Tomato sauce


This is the same size as the batch I made last year, I probably gave half of it away, but I ran out in September so it is not a excessive size batch for a family. Hope it last the full year this year! I’m still getting 1/2 kilo plus of tomatoes most days, we each them in most meals and we all love to snack on the small ones. Maggie takes them in her lunch every day. The Roma tomatoes from the seeds I collected last year where the best preforming tomato plant again this year a a ‘tiny tommy’ variety that I planted from seed did quite well too.
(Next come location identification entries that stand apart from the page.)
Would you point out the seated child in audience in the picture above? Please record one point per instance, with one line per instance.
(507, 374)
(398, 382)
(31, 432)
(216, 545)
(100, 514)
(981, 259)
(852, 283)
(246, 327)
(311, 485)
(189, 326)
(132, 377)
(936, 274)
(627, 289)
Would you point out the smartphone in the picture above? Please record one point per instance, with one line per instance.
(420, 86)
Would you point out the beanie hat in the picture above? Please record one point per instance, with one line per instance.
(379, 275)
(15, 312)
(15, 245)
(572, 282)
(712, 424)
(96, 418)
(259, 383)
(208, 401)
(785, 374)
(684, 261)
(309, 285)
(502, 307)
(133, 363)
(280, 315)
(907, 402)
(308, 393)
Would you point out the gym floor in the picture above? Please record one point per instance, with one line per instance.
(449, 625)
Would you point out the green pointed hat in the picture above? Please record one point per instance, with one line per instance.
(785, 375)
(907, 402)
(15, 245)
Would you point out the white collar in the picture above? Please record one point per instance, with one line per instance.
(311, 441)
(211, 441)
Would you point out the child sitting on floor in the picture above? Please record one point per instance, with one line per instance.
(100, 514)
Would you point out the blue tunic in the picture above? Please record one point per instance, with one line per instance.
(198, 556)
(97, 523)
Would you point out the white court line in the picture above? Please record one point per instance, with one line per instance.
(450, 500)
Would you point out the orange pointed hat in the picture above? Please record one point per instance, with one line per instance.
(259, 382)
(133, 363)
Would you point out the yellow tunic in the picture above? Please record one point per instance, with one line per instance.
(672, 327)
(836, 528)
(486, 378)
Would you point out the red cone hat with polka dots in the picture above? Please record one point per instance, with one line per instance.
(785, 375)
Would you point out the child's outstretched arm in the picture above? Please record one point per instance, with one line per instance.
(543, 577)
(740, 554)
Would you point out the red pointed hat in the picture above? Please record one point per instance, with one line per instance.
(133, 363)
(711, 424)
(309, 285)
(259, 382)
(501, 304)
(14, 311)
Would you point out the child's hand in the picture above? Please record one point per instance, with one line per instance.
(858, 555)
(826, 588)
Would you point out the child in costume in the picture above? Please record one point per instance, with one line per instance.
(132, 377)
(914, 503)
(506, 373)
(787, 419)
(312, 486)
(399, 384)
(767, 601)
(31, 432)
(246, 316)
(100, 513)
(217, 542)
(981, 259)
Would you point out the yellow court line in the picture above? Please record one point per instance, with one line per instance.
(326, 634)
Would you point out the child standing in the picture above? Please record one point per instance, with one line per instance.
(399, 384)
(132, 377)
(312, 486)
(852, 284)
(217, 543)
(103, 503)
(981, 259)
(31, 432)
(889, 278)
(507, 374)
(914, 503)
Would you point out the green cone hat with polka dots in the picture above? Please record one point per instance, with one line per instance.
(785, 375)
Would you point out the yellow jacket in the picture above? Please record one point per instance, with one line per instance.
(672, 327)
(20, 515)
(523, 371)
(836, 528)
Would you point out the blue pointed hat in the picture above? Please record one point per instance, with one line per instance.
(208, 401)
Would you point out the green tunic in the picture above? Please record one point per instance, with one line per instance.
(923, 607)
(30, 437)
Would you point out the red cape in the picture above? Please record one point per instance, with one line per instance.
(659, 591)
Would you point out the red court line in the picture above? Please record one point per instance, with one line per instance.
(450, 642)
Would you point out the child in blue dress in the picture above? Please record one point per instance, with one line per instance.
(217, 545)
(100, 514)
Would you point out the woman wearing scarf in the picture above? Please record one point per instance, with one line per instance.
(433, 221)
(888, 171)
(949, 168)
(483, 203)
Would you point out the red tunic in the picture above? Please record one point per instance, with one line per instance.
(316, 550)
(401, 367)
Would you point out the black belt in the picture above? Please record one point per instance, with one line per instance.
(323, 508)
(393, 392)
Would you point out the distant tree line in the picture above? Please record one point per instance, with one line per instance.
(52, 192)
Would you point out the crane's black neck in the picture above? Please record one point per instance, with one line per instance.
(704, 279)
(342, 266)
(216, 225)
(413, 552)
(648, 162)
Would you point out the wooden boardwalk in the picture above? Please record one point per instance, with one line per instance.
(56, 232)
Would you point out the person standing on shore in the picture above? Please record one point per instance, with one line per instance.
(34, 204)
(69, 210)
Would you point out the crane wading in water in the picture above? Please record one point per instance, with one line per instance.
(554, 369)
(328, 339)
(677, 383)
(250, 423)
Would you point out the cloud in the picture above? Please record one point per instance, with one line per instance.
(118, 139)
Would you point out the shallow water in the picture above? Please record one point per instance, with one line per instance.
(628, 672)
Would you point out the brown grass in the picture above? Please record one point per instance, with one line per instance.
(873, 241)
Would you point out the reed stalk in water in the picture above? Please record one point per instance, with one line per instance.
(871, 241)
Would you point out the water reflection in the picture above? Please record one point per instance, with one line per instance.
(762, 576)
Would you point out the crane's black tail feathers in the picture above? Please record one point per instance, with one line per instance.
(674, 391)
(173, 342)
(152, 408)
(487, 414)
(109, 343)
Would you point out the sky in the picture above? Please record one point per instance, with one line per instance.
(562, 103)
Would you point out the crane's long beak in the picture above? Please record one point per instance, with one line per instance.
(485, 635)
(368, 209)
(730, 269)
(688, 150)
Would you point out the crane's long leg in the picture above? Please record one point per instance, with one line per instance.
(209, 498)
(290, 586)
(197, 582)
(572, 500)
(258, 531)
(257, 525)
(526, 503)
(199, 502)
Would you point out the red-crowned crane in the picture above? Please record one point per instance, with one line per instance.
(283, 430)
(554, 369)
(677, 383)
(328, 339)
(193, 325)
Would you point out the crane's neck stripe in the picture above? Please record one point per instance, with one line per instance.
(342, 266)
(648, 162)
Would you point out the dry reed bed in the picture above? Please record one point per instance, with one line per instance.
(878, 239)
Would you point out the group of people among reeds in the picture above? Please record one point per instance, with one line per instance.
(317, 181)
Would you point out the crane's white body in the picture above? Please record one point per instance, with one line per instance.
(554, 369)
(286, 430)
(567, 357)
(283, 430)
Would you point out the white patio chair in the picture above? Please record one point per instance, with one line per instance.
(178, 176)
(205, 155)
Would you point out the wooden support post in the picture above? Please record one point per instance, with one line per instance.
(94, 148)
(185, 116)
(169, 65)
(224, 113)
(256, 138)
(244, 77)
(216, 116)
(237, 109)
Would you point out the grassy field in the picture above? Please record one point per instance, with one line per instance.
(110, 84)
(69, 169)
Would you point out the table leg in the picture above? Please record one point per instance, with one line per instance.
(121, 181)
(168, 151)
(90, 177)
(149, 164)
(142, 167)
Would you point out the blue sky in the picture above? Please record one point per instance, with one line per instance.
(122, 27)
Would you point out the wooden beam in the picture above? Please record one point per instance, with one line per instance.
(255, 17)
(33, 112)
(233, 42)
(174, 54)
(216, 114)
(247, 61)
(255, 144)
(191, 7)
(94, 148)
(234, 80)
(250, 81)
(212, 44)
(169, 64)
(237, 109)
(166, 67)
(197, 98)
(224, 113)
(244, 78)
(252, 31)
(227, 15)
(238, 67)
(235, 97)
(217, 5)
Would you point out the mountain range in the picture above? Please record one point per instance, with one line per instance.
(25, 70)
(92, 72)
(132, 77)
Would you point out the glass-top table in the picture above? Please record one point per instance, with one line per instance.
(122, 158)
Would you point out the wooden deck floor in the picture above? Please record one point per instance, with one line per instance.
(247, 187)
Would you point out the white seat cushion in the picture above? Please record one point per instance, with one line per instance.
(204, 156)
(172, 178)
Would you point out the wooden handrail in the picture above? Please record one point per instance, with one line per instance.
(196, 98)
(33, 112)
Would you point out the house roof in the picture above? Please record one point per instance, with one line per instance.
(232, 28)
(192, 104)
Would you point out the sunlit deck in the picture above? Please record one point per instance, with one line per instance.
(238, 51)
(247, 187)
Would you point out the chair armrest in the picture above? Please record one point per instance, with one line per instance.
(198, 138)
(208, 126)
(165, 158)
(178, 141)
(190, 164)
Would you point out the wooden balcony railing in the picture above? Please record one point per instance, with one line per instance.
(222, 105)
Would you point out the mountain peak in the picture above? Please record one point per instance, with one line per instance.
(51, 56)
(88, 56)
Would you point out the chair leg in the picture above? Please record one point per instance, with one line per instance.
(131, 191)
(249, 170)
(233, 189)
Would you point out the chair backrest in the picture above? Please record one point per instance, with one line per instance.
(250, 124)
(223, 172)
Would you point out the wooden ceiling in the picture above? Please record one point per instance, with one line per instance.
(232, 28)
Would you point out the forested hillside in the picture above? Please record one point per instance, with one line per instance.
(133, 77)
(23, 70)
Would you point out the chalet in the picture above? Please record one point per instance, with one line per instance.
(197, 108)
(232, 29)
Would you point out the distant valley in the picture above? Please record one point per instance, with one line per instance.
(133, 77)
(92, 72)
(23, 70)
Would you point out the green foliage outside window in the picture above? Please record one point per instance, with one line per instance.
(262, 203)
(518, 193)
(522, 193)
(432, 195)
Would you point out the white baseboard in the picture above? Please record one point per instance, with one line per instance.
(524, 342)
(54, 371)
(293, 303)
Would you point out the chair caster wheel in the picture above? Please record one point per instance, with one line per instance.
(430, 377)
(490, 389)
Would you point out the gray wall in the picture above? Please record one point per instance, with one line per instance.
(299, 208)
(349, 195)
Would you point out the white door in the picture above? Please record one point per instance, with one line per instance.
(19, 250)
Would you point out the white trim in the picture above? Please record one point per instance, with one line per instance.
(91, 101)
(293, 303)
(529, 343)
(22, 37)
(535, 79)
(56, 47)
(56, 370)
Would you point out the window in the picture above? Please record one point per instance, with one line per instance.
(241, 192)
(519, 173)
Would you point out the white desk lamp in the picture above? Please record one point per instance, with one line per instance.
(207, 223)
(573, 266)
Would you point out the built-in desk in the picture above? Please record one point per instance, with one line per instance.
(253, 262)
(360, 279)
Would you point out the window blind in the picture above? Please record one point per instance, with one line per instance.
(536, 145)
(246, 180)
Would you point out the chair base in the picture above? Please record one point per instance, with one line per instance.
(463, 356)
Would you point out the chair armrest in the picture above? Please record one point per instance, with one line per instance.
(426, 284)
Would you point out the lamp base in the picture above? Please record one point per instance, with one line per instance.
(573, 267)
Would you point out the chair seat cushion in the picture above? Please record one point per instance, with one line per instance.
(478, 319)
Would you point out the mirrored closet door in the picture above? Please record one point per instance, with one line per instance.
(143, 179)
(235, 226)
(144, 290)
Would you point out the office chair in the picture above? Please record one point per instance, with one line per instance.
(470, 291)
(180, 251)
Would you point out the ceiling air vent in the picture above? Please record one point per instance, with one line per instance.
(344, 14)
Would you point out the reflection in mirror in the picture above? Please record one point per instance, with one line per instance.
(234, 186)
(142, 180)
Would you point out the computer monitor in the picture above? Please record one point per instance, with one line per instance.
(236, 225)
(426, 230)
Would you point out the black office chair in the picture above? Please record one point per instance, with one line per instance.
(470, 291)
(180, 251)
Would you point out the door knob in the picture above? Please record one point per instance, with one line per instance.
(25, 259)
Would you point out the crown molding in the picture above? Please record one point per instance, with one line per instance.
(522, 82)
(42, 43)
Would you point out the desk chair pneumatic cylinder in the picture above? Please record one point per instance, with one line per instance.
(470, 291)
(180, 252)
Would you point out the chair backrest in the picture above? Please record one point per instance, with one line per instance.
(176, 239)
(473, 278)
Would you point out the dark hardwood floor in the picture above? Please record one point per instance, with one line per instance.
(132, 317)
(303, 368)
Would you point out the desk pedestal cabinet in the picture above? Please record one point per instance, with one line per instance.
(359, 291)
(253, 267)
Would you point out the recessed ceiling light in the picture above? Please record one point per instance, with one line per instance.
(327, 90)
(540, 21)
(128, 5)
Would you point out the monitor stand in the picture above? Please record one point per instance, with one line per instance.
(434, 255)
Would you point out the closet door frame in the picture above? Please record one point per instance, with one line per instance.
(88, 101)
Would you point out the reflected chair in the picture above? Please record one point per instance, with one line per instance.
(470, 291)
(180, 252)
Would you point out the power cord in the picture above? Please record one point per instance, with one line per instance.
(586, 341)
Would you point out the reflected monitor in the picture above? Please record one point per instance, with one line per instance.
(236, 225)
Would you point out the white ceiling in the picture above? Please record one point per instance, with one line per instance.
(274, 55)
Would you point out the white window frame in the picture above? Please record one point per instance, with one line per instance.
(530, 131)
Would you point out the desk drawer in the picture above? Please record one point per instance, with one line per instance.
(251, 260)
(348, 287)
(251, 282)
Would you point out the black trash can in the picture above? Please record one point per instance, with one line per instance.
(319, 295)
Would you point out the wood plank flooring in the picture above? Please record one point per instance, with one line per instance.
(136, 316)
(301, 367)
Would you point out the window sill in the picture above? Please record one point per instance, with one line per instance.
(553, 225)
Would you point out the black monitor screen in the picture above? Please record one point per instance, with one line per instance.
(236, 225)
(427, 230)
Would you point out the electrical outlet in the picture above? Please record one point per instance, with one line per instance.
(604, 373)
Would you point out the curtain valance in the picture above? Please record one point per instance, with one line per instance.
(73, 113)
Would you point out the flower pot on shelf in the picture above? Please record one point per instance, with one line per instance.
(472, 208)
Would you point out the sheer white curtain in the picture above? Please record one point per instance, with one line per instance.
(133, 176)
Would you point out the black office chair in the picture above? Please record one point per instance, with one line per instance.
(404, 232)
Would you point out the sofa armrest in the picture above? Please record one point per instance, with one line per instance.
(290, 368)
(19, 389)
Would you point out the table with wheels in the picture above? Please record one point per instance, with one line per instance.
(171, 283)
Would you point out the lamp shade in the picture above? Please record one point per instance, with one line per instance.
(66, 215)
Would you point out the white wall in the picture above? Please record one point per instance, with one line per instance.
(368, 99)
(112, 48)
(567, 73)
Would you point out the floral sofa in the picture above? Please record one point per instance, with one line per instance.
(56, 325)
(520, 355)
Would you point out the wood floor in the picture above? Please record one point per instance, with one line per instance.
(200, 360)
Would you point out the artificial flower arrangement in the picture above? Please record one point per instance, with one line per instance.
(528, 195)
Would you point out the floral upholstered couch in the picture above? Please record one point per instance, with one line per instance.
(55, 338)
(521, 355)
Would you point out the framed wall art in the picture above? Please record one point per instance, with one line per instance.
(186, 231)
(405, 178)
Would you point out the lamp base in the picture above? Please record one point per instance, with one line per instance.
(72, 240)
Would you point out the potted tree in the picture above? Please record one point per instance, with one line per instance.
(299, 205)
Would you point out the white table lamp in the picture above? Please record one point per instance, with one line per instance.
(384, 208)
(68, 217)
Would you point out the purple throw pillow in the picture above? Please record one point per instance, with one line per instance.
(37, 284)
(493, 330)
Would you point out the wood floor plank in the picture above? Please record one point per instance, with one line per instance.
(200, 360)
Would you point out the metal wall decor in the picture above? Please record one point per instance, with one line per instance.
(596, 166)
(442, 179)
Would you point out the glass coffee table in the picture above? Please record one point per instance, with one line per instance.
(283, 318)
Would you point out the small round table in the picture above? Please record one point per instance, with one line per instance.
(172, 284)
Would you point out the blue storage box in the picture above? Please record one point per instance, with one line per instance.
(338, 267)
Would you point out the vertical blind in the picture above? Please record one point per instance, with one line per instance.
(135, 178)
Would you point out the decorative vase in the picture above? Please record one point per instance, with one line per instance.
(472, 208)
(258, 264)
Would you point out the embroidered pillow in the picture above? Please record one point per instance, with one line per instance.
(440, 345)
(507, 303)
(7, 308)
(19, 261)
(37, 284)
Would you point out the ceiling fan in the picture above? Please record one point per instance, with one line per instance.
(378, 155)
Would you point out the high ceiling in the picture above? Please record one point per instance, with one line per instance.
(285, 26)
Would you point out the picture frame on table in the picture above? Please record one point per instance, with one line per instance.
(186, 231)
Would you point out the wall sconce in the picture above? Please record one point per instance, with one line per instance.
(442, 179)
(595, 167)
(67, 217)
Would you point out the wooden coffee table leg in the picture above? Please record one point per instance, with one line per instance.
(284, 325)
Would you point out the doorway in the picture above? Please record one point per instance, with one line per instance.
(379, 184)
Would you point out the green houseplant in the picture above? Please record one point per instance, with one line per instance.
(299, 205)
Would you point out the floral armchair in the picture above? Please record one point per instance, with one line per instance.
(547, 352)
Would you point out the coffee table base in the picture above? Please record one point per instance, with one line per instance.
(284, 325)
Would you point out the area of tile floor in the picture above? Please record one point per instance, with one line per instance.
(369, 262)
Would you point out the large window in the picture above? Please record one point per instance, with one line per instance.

I did make the easy-sauce sauce a few years back, but last year I read the ingredients label on the bottle, it was a bit scary, and decided not too use it anymore!

6 kilos of tomatoes
1 kilo onions
2 bulbs garlic
1 tablespoon pepper
750 grams sugar
30 grams salt
1/2 tablespoon cloves
1/2 tablespoon mustard powder
1 tablespoon cumin
1/2 tablespoon chilli
1 kilo apples
1 cup brown vinegar
1 cup white vinegar

Peel and chop the onions and garlic, chop the apple and tomatoes, put all the ingredients in a heavy based pot and bring to a gentle boil, simmer for about 25 minutes until all ingredients are cooked and blend well with a stick blender. simmer for a further hour and the sauce should soon reach setting point (put a spoonful on a plate in the fridge and when cold it should have the desired sauce consistency). Pour into hot sterilised jars and cover and seal.


lemon marmalade

lemon marmalade
1 kilo Lemons
2 apples
1.2 kilo sugar
Cut the lemons into 8 wedges and then finely slice across each wedge into 1 ml slices. Put in a heavy based pot with 1 cup water and the grated apples. Bring to a gentle boil, and boil for approximately 20 minutes until the fruit is cooked and soft. Add the sugar and continue to simmer until the marmalade reaches setting point, to test for setting point put a spoonful on a saucer in the fridge, and after a few minutes it will be firm and set, this could take between 1-3 hours depending on pectin levels of fruit and the size of the batch. Pour the hot marmalade into hot sterilised jars.